Pose Graph Optimization

The algorithm optimizes pose graphs using motion averaging or graph-based least-squares solver.

Input

The input can be a set of point clouds or nothing. In the first case the algorithm will try to construct a pose graph using ICP. In the second case, it will expect the user to load a pose graph.

Output

Updates the poses, input to the graph.

Description

The algorithm has two methods to input a pose graph: from point clouds, using iterative closest point (ICP) to construct the graph; or from the pose graph loaded from the disk.

  • Using Point Clouds to Construct the Pose Graph:
    This mode requires a set of point clouds as the input. The pose graph is constructed using ICP while the first point cloud in the set is selected as the origin. This is the default mode, and is selected unless Load pose graph option is checked. This mode also provides an interface to tune ICP parameters such as:
    • Matching strategy:
      Closest point matching strategies.
      • Nearest neighbor: Uses the nearest point as the match for each point. Usable for all kinds of point clouds.
      • Projective: Assumes that the point clouds are generated by cameras. Uses the camera intrinsics to project the source point cloud to the target and matches the points at the same position.
    • Number of iterations:
      Number of iterations to perform for ICP.
    • Min. overlap:
      Apriori knowledge on point cloud overlap ratio.
    • Max. matching distance:
      Maximum distance between two points to be considered as a match. The unit is mm.
    • Max. matching angle:
      Maximum angular distance between two points to be considered as a match. The unit is degrees.
    • Compute bidirectional:
      If set true, does the alignment from both directions for two point clouds.
    • Recompute overlap:
      If set true, recomputes the overlap at every iteration.
  • Using the Pose Graph Saved on the Disk:
    When Load pose graph is checked, the designated pose graph can be loaded from the disk by clicking on Load Pose Graph. The file is assumed to be of .g2o extension and in the format as examples in: https://lucacarlone.mit.edu/datasets/. If Load with information matrices is unchecked, their values are replaced with identity matrices.

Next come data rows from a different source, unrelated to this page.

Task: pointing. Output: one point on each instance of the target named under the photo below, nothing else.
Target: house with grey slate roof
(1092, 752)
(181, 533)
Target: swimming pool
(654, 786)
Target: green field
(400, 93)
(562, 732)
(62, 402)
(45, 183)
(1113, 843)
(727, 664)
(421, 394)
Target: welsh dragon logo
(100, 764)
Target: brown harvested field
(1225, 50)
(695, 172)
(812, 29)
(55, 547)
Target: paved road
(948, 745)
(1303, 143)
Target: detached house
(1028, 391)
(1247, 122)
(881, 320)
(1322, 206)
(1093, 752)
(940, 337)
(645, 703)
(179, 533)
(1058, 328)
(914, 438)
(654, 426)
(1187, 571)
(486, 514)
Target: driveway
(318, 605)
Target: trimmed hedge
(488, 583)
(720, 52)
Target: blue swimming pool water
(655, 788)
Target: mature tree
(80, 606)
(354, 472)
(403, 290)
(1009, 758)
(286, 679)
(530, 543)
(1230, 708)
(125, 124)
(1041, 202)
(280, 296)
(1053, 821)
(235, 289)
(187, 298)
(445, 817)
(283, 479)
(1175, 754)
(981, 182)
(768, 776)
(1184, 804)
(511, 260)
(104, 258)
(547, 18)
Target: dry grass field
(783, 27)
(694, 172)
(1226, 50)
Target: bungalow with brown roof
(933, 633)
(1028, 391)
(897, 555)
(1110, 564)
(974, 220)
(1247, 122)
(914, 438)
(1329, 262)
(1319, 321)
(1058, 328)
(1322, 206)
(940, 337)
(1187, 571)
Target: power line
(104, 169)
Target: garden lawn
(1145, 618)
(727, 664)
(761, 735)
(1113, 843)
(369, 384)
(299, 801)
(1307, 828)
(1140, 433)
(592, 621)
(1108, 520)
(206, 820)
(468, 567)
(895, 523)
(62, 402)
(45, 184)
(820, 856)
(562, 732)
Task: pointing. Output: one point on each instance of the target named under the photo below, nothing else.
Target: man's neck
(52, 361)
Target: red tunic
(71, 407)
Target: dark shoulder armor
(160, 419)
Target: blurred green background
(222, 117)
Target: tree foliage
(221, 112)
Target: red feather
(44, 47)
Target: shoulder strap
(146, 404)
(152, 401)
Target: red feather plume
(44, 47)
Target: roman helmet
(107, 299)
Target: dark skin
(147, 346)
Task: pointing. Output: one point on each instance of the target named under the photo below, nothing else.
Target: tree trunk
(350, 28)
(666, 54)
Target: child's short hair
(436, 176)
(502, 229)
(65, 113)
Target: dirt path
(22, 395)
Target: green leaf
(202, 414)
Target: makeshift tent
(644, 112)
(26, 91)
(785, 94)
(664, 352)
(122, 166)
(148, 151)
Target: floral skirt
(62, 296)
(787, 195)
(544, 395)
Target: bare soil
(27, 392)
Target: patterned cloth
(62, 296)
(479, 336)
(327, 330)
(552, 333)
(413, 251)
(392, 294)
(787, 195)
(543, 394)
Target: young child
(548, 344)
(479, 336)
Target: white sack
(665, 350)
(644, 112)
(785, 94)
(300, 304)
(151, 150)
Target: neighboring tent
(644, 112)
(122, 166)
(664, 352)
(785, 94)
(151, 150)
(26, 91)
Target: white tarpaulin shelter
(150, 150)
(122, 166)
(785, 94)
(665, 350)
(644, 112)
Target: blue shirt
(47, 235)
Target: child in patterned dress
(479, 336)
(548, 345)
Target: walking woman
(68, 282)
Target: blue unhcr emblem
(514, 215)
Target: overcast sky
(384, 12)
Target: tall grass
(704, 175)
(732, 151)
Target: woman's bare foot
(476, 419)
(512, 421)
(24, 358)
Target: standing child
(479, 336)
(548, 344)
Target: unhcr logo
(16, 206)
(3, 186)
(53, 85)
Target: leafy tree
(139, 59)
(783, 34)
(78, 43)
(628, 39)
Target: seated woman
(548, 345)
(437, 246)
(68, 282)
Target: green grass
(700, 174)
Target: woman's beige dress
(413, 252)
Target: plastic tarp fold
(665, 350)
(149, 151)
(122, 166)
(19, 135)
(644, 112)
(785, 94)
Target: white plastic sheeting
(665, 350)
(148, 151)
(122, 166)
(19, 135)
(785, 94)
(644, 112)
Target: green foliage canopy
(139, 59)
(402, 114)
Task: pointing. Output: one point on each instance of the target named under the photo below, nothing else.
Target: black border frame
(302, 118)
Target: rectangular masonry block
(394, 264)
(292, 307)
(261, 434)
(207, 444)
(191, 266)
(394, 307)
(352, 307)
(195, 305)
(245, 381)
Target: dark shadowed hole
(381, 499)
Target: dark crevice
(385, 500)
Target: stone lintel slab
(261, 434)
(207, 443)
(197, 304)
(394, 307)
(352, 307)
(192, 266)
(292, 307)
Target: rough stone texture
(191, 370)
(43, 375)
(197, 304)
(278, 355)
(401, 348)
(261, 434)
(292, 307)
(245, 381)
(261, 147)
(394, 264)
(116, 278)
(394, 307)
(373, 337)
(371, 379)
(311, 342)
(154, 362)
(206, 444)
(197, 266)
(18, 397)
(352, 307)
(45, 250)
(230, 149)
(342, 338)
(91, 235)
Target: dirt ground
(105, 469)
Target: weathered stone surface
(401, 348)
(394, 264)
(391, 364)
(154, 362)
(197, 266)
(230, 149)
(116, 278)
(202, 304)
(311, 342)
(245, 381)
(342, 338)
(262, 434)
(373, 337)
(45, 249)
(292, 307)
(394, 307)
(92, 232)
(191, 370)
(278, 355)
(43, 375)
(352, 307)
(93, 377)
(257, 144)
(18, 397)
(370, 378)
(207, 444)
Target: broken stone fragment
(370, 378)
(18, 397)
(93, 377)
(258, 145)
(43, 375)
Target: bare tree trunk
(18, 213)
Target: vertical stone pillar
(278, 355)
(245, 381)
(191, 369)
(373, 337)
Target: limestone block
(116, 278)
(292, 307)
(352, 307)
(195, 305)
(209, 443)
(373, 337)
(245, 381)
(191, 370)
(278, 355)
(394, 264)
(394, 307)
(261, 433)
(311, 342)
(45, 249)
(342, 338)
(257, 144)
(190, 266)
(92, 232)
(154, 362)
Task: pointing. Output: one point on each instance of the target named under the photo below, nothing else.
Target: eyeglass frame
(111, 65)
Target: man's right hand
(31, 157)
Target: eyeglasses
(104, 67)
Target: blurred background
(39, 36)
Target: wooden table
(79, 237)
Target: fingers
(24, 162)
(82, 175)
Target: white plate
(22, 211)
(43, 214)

General Pose Graph Optimization Parameters:

  • Max iterations:

    Maximum number of iterations to run the pose graph optimization unless the convergence is detected via the Gain threshold.

  • Gain threshold:

    Convergence criteria for the pose error. If the new error’s ratio to the previous one is below the threshold, the optimization is considered to be converged.

  • Method:
    • Motion Averaging: Works only with point clouds as inputs; does not work with loaded pose graphs. Iteratively runs ICP to compute relative motion between the point clouds and minimizes the average pose error by updating their global poses. These poses are set inside the matrix property of the point clouds.

    • Least Squares Solution: Runs a least squares optimization to optimize the poses. Can be used on input point clouds, similar to Motion Averaging or with loaded pose graphs. Least Squares Solution Parameters:

      • Robust kernel:
        Robust kernel for the pose error.
      • Robust kernel error window:
        Error window to be robust against within the Robust kernel.